やぶ

 

天界の秘義2831

 

「後に、やぶにからまって」。これは、自然的な知識の中にもつれて、を意味していることは以下から明白である、すなわち、『からまる』ことの意義は、ここではもつれることであり、『やぶ』または『茂み』の意義は記憶知であり、そのことは下記に説明しよう。霊的な者たちは信仰の諸真理については自然的な知識の中にからまれていることは、以下のようである。霊的な者たちは、天的な者たちとは異なって、善と真理とを認識はしていないで、その代わりに、良心をもっており、それはその者たちがその両親や教師たちから幼い頃から吸収した信仰の諸々の善と真理から形作られ、後にはその者たちがその中へ生まれてきた信仰の教義から形作られているのである。善と真理とを何ら認識していない者たちは、知識により確認しなくてはならないのである。たれでも自分が学んだ事柄については、また信仰のいくたの善と真理については自ら何らかの観念[考え]を形作るのである、なぜなら観念がないなら、何一つ記憶の中には空虚なものとしてしか残らないからである。それを確認させる物が、他のいくたの知識から、実に記憶知からさえも、それに附加されて、その事柄の観念[考え]を満たすのである。
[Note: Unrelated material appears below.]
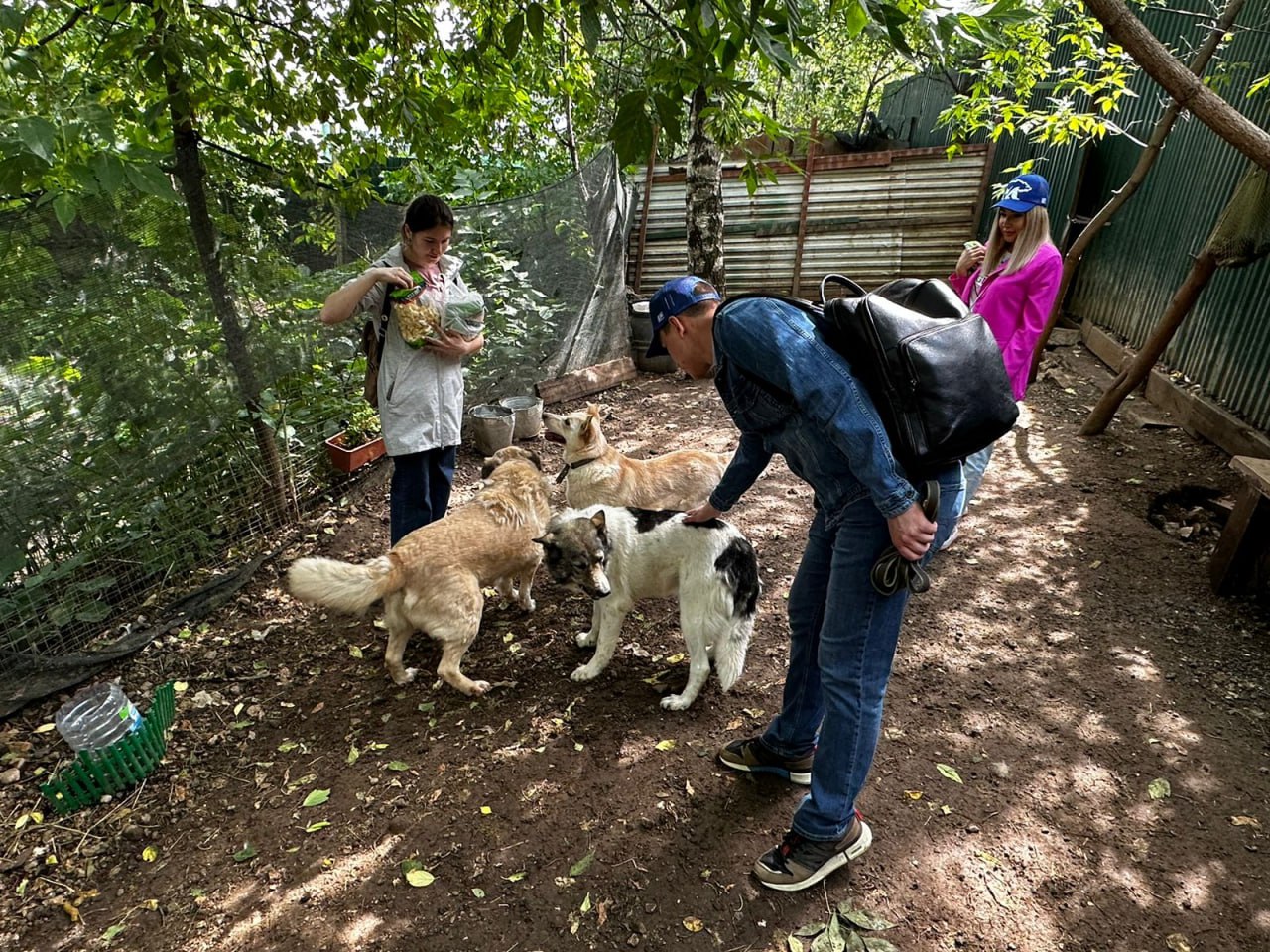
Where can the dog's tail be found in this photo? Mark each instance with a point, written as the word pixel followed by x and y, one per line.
pixel 738 570
pixel 343 585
その観念そのものを多くの物により確認することにより、それが[その観念が]記憶の中に密着し、かくてそれが思考の中へ呼び出されることができるようになるのみでなく、また信仰がその中へ徐々に注ぎ込まれることができるようにもなるのである。

 

 

天界の秘義2831[9]

 

イザヤ書には―

 

 邪悪は火のように燃え、茨と刺とをやきつくし、森のやぶの中に燃える(イザヤ9・18)。

 

『茨と刺』は誤謬と欲念を意味し、『森のやぶ』は記憶知を意味している。同書には―

 

 万軍のエホバは鉄でその森のやぶを切り倒し、レバノンは力強い者[丈夫]により倒れるであろう(イザヤ10・34)。

 

『森のやぶ』は記憶知を意味し、『レバノン』は合理的なものを意味している。エレミア記には―

 

 シオンに向って旗を立てよ、わたしは北から悪を、大いなる破壊をもたらすからである。ししはそのやぶから上って行った、諸国民の破壊者が(上って行った)、かれはその途にいる、その所から出て行き、おまえの地を荒れ地とする、おまえの都は破壊されて、住む人がなくなるであろう(エレミア4・6、7)。

 

『そのやぶから』は、記憶知から、を意味し、ここから上って神のアルカナに入り込むものは『地を荒らす』のである、すなわち、教会を荒廃させるのである。

 

 

天界の秘義2831[10]

 

聖言の中で記憶知が『やぶ』と呼ばれている理由は、すなわち、それが比較的そのような性格をもっているということであり、とくに自己と世を求める愛の欲念と誤謬の原理とがそれを求めるとき、そのような性格を持つということである。天的な霊的な愛は外的な記憶にぞくしているいくたの知識を秩序づけるものであるが、自己と世を求める愛はその秩序を歪曲し、その中に在るあらゆる物を混乱させるものである。こうした事にその人間は気づいてはいないが、それはその者は秩序を歪められた秩序に、善を悪に真理を誤謬においているためである。そうした理由からこれらのものはもつれこんでいるのであり、また以下の理由からももつれこんでいるのである、すなわち、これらの知識が存在している外的な記憶のいくたの物は、合理的なものが存在している内的な記憶の中のいくたのものと比較されるならば、やぶの中に、または暗い森の中に存在しているように存在しているのである。そこは比較されると如何に蔭っており、不透明であり、小暗いかは、人間は身体に生きているかぎり、知ることはできない、なぜならかれはそのときは、知恵と理知はことごとくこの源泉から発していると想像しているからであるが、しかしかれは他生において、その者の内的な記憶のいくたのものの中へ入ってくるとき、知るであろう。人間が世に生きている間人間に特有な外的な記憶の中には、理知と知恵の光ほど見られることのできないものはないのであり、そこではすべてのものは相対的には暗く、秩序がなく、もつれていることは、前に見ることができよう(2469−2494番)。